Erectile dysfunction (ED) is one of the major health concerns affects the quality of life among Thai male. The treatment of ED by the first-line drugs is limited to a certain group of patients due to their side effects and costs. Alternative medicine can be beneficial for the treatment of ED. This is a randomized, double-blind, placebo-controlled, crossover study aimed to assess the efficacy and safety of Cappra ® , a traditional herbal medicine which was used in Thailand for decades, for the treatment of mild and mild to moderate ED in Thai patients. A total of 63 patients with mild or mild to moderate ED were randomized to receive Cappra ® or placebo for two weeks in the first period, followed by one week washout period.
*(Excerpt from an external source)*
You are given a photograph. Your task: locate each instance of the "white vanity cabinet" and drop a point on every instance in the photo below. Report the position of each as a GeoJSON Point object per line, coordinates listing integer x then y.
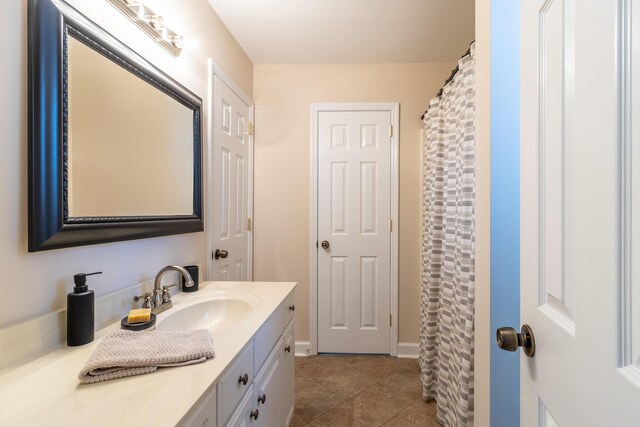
{"type": "Point", "coordinates": [258, 388]}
The patients were switched to the alternative treatment in the second period. The efficacy was assessed by the International Index of Erectile Function (IIEF) questionnaire and adverse events. Sixty one patients completed the study. There was an improvement of IIEF score for all domains in Cappra ® group compared with placebo group. The mean change of IIEF score from baseline for erectile function domain of Cappra ® was significantly higher than placebo (4.87 vs 3.44, p = 0.032). The most common adverse events were dizziness (13.3% Cappra ® , 9.6% placebo), face numbness (1.6% Cappra ® , 0% placebo), and tachycardia (1.6% Cappra ® , 0% placebo). The results from this study demonstrated that Cappra ® is effective and welltolerated and can be used as alternative therapy for mild and mild to moderate ED.